I got the call a few days before my mother arrived in Nashville for a four-day visit from Reston, VA. Over the phone, Tammi B. explained that her family was interested in adopting Tony. Tami was married with two sons, a daughter, and a cat that fetched. She shared the story of a beloved dog, saying when he passed away they had held a memorial service.
As I listened to her, rain poured outside my office window, but Tony and his gangsta sidekick Adriana didn’t care. I saw them happily wrestling in the mosh pit or chasing each other across the yard, kicking up muddy water with their paws. They were both filthy.
I talked to Tami B. for about thirty minutes, but within ten I knew her family would be a great fit for Tony. She was knowledgeable about dogs in general, and more importantly she didn’t even pause when I warned her about T-bone’s energy level. Besides, she lives in Terre Haute, Indiana, and was willing to adopt Tony despite the distance. They had been searching for the perfect puppy, she explained.
I felt both happy and sad. I knew letting Tony go was going to be hard, but I was glad my mother would have a chance to say goodbye. During the weeks leading up to my mom’s visit, every time she called all she had wanted to know about was Tony. She had bottle fed him when he was three weeks old, and it created a bond between them that even Tony remembered.
To say T-bone was delighted to see his foster grandmother would be an understatement. From the moment she walked in the house, he followed her around like a frisky shadow. Each morning when I let him out of his crate, he’d jump on her sleeping head and barrage her face with kisses. Whenever we got home from our mother-daughter excursions to Cheekwood Botanical Gardens or the movies, he’d ignore me and gallop straight to her, carrying a toy so they could play tug-of-war. They had a big time together.

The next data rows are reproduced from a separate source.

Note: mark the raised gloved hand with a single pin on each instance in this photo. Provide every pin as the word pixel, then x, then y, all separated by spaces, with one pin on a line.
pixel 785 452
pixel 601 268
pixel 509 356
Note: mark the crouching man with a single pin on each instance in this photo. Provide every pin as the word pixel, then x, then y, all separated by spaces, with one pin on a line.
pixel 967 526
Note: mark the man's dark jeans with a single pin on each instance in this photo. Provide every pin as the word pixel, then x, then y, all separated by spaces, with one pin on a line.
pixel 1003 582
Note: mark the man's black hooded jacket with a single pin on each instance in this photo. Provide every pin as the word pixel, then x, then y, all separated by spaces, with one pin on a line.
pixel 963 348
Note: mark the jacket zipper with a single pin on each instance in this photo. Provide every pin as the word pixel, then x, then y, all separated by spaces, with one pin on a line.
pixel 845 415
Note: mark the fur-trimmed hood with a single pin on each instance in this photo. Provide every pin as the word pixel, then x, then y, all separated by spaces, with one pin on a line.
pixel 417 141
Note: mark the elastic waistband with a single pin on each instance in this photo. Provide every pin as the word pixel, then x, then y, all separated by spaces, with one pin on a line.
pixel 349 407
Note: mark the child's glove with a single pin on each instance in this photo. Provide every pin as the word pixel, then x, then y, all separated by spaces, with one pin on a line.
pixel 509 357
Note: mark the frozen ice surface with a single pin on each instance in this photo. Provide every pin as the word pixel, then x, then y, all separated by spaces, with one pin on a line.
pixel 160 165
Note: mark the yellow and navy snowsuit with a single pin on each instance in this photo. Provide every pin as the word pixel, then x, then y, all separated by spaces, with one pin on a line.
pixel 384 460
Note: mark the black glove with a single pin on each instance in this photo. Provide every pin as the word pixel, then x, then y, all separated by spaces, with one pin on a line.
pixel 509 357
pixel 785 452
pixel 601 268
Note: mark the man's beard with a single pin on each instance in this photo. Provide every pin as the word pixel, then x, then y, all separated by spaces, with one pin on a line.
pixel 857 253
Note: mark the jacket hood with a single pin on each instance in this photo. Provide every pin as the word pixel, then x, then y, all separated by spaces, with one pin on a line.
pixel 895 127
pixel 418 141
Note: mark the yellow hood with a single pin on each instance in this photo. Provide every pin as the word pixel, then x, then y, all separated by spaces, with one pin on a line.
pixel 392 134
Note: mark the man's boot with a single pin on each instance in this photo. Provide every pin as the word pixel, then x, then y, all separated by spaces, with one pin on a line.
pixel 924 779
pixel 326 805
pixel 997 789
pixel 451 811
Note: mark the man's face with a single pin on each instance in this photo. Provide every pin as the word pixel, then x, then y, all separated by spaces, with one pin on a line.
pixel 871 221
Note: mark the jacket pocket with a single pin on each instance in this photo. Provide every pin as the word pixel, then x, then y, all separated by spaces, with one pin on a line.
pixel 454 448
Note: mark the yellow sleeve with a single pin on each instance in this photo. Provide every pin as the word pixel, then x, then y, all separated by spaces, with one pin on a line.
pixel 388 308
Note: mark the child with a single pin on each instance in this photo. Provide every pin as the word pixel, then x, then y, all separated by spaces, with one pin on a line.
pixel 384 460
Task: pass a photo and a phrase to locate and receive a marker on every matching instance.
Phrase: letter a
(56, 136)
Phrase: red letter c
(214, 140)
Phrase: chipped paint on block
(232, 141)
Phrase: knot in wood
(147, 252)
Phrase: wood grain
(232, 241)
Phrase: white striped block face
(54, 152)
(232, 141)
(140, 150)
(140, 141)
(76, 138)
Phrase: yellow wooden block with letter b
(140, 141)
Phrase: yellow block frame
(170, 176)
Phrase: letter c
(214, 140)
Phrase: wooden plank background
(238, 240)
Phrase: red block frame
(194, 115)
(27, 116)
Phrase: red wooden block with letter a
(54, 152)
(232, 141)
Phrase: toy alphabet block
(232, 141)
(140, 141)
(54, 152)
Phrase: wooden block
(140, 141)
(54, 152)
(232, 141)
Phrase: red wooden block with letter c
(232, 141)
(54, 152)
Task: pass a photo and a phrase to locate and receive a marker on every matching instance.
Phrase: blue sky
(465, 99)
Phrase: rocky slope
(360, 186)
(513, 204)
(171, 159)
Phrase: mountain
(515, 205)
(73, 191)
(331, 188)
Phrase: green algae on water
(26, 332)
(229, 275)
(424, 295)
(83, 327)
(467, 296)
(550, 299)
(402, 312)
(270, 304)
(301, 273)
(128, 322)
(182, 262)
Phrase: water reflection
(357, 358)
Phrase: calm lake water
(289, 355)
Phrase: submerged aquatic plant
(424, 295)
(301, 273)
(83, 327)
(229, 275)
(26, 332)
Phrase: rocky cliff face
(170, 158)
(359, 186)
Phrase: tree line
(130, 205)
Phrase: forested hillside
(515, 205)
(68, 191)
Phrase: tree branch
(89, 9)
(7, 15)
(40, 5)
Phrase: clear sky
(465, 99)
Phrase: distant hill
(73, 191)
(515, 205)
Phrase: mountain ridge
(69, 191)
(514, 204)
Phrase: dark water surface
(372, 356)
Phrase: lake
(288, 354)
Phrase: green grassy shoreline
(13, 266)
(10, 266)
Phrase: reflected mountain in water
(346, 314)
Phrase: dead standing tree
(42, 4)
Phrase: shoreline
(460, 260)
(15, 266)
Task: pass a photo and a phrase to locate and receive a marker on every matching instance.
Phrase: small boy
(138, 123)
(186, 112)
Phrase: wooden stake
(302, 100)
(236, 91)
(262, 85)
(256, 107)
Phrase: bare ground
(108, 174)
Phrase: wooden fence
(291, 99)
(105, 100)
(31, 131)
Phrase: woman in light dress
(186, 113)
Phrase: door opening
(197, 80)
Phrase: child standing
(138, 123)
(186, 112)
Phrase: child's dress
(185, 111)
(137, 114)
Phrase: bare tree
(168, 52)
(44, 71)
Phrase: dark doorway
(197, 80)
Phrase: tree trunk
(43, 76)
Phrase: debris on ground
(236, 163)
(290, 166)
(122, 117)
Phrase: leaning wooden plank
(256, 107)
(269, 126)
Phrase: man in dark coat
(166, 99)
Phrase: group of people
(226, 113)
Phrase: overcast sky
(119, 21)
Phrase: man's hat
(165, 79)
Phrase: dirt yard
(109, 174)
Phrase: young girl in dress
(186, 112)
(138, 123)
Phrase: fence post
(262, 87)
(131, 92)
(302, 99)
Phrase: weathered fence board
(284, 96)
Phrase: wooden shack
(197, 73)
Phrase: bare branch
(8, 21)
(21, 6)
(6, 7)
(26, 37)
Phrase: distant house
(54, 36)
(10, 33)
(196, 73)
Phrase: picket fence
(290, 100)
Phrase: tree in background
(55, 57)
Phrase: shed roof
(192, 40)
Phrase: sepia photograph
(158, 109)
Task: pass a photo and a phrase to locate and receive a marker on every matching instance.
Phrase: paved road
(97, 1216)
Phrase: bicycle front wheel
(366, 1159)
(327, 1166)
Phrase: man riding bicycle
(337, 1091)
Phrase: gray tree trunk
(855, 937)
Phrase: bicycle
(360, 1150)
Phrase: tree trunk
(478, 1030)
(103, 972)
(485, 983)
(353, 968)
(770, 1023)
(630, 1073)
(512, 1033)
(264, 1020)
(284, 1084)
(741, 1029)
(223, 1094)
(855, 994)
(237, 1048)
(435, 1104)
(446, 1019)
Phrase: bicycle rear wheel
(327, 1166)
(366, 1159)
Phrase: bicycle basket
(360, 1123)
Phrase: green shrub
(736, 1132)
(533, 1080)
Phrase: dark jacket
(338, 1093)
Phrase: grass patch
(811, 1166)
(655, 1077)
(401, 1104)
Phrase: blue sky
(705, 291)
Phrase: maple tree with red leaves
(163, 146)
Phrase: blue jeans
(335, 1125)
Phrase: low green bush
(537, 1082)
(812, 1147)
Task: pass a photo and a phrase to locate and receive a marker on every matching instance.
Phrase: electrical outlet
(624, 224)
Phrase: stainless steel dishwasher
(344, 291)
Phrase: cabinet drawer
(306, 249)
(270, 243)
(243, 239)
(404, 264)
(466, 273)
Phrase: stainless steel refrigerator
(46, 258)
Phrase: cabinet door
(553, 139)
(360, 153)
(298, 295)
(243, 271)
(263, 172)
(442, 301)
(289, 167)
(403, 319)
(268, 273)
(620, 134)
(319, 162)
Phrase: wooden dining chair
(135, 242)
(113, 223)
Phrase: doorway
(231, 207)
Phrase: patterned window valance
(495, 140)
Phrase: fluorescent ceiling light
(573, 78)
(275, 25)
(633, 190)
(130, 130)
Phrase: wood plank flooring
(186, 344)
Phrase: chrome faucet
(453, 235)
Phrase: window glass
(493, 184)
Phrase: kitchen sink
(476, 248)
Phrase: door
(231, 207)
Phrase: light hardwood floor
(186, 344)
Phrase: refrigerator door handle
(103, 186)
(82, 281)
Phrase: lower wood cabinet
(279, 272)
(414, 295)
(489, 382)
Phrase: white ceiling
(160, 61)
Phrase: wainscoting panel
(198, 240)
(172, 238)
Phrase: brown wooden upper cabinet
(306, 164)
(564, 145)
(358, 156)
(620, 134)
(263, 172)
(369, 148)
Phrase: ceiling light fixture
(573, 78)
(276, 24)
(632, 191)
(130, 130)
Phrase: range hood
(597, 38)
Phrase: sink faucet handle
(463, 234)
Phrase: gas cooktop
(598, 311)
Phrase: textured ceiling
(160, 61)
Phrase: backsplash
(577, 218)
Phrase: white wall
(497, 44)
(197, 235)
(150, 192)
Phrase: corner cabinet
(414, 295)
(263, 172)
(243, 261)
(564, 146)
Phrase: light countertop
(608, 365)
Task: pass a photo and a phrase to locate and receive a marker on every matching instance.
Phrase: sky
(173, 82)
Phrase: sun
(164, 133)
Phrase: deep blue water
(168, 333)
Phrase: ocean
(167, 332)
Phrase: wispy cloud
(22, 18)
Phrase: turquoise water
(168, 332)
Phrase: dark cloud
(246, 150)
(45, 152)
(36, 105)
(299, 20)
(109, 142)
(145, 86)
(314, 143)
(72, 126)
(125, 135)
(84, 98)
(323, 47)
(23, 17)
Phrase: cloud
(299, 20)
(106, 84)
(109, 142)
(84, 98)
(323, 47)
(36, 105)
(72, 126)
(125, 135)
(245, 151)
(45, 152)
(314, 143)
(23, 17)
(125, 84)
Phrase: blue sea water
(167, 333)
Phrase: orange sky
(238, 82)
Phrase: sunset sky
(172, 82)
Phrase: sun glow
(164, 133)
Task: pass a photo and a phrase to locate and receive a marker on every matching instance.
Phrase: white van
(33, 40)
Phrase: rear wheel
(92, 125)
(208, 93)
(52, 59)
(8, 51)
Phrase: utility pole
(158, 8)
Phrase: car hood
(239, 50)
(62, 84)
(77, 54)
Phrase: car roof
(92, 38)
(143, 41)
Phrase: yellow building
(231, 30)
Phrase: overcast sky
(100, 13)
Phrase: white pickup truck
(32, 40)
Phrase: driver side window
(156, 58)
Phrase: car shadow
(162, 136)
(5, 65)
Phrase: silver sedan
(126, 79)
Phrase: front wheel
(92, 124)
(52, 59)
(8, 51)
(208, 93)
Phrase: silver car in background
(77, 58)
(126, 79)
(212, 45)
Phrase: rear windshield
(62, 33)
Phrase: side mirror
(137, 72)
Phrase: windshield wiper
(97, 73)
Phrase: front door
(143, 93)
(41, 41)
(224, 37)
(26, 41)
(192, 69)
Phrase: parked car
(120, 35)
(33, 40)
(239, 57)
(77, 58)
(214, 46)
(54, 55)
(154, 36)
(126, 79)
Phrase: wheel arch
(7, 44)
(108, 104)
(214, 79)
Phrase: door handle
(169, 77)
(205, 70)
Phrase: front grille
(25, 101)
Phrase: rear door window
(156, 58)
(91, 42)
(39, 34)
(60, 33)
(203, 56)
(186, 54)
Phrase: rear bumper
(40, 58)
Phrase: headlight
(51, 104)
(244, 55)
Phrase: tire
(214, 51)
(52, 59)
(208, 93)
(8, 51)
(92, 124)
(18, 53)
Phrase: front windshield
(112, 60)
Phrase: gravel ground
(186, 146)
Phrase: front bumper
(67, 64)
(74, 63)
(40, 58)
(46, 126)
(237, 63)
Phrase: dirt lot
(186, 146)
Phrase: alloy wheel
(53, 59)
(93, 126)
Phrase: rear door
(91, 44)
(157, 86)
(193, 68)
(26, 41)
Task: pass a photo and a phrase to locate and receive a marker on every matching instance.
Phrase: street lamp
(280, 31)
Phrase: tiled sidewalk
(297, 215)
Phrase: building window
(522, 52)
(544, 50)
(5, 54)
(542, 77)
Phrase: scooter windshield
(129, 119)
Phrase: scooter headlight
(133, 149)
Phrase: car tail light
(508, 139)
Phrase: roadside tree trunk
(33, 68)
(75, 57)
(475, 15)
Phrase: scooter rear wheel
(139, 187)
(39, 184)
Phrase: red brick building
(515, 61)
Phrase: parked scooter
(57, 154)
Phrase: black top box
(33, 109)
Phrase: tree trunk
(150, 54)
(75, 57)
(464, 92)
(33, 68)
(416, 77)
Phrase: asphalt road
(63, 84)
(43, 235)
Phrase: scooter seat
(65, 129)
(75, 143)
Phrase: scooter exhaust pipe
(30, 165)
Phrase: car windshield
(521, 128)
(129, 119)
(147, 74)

On Sunday, when she had to leave, I took Tony with me to the airport to say goodbye. My mom said the hardest part of all was that he had no idea what was about to happen, and she had no way to tell him. I knew exactly how she felt. Grabbing his furry little head, she kissed his nose. He jumped after her, wanting to follow, and whining when he couldn’t. My mom didn’t start to cry until she called him her pet name “Tony Baloney” for the last time. Then, she obstinately stuck on her sunglasses, and we walked into the terminal.